If you yearn for the days of effortlessly sexy BMWs that weren't laden with complex electronics, look no further than the sensational Bavarian Legends Collection from RM Sotheby's. Taking place late in November in Munich, this collection brings together some of the most treasured classic models in BMW's history.
Overall, there are 32 models that form part of this collection, although if we're talking BMW cars only, the number is technically 26. That's because one Austin Mini Cooper S Mk I, a Rover Mini Cooper, a Rolls-Royce Phantom II Owen Drophead Sedanca Coupe, and three classic BMW motorcycles are also listed as part of The Bavarian Legends Collection.
For the purposes of this piece, we'll focus on the BMW cars. Some of the most outstanding listings include a 1975 BMW 3.0 CSL 'Batmobile', a 1980 M1, a 1990 BMW 850 CSi, a 1987 M6, a 1985 E23 745i, a 1989 E30 M3, two Z1s, a 1999 Z8, and a 2003 M3 CSL. It's a staggering collection of legendary cars that solidified the brand's status as the driver's choice for buyers who would otherwise be swayed by Mercs and Audis.
The 'Batmobile' in question is finished in Chamonix White with the classic tri-color BMW Motorsport strips, and this is the last of 57 second-series 3.0 CSL Batmobiles to be built. BMW will imminently reveal a new 3.0 CSL, reviving one of the most respected nameplates in its history. The original still looks the part with its outlandish wing and inline-six engine.
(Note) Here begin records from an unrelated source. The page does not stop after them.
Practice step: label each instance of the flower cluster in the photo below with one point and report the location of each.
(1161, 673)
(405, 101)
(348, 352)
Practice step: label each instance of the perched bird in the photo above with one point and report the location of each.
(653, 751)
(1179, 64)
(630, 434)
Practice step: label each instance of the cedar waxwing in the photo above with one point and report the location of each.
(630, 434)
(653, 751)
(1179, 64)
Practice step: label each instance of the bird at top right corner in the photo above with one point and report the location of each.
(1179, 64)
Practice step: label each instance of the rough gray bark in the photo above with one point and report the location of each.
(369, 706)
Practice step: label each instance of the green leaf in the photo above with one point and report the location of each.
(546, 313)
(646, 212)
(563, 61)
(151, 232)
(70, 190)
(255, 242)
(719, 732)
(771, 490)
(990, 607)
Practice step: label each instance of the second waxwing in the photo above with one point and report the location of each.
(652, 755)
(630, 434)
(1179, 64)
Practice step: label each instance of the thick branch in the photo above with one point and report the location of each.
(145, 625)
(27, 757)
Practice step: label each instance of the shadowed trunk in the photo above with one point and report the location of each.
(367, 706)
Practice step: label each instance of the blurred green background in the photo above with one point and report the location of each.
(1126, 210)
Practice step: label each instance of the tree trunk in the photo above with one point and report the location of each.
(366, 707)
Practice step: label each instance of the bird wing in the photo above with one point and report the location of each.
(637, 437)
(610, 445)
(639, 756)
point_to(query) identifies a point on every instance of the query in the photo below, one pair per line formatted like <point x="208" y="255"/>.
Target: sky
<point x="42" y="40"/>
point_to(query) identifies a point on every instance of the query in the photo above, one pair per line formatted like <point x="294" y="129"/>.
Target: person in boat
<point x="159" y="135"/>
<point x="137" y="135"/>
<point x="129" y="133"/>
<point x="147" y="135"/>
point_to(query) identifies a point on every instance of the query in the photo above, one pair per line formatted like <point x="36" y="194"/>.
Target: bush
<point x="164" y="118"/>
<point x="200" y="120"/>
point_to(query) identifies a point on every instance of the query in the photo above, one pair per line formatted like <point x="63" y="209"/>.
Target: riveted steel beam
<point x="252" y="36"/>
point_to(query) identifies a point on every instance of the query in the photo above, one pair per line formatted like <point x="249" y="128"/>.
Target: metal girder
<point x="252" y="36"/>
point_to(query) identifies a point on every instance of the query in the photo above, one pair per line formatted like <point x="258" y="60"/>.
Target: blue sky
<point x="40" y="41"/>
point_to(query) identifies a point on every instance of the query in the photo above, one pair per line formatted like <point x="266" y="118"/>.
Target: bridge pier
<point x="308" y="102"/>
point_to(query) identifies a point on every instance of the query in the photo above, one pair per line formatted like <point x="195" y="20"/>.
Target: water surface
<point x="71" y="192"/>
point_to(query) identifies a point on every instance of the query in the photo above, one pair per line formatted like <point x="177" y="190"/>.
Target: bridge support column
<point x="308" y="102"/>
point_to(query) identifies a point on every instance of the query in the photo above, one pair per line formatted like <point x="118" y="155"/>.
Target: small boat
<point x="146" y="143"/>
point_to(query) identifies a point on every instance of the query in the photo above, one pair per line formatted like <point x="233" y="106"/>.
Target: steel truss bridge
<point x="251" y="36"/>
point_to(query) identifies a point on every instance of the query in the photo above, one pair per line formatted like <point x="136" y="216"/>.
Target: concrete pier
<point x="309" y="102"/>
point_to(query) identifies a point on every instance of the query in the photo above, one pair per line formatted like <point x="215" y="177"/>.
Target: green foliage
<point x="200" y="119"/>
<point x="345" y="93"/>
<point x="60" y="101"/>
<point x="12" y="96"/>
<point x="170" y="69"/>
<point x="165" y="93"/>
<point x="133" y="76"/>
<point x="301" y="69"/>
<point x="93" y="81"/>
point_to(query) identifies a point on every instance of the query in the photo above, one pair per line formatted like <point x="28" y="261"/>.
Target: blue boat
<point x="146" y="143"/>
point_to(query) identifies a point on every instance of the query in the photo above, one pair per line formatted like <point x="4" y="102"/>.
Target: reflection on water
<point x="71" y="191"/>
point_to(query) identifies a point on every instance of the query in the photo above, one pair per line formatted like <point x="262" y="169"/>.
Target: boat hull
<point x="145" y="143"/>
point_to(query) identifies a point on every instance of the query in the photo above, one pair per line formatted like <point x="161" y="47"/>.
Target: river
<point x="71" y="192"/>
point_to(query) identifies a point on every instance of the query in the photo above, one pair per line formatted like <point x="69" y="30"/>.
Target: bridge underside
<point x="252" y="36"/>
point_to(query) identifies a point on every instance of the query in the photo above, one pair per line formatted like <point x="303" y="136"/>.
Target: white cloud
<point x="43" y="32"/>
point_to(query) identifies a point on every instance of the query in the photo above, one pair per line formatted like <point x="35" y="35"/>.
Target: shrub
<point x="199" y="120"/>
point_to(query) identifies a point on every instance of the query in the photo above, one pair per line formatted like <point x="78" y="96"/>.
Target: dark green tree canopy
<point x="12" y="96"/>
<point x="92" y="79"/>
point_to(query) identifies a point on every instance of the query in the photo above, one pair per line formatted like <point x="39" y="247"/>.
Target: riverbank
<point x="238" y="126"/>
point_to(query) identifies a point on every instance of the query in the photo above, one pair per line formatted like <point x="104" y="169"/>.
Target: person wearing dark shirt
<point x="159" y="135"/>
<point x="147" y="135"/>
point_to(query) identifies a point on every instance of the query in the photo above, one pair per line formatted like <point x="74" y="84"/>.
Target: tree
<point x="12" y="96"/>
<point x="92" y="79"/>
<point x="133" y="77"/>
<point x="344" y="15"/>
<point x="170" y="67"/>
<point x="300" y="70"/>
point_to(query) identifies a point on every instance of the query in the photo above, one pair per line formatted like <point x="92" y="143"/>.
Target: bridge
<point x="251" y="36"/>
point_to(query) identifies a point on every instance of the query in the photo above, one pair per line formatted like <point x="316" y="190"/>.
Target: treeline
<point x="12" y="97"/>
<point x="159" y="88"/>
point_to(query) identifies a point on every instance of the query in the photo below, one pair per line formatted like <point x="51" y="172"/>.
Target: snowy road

Just five years after that Batmobile was made, this stunning 1980 M1 in Grey - one of only four in this color - rolled off the production line. This M1 was first owned by Jochen Neerpasch, the head of BMW M at the time. He described selling the car as one of his life's mistakes, and who would argue with that? In 2013, it won the award for the best-preserved post-war car at the Concorso d'Eleganza Villa d'Este.
The E23 745i seen here was the most powerful 7 Series of the period, other than the unique-to-South Africa M88-powered 745i. This European 745i had a turbocharged 3.4-liter inline-six making 252 horsepower and is finished in Arctic Blue Metallic with a Buffalo Anthracite leather interior. The M3 and M6 from the same era continue to be two of BMW's most timeless designs, but the Bavarian Legends Collection goes back even further.
There's the tiny 1959 Isetta 250, the absolutely gorgeous 1972 2002 Cabriolet, and the 1938 328 Roadster, one of the pioneers of the elongated kidney grilles. In the more modern era, the pick of this bunch has to be the delicious E46 M3 CSL - if not for its clunky automated manual gearbox, this particular M3 would surely approach perfection.
This inspired collection and the individual models that form part of it - all offered at no reserve - will no doubt fetch exorbitantly high prices next month.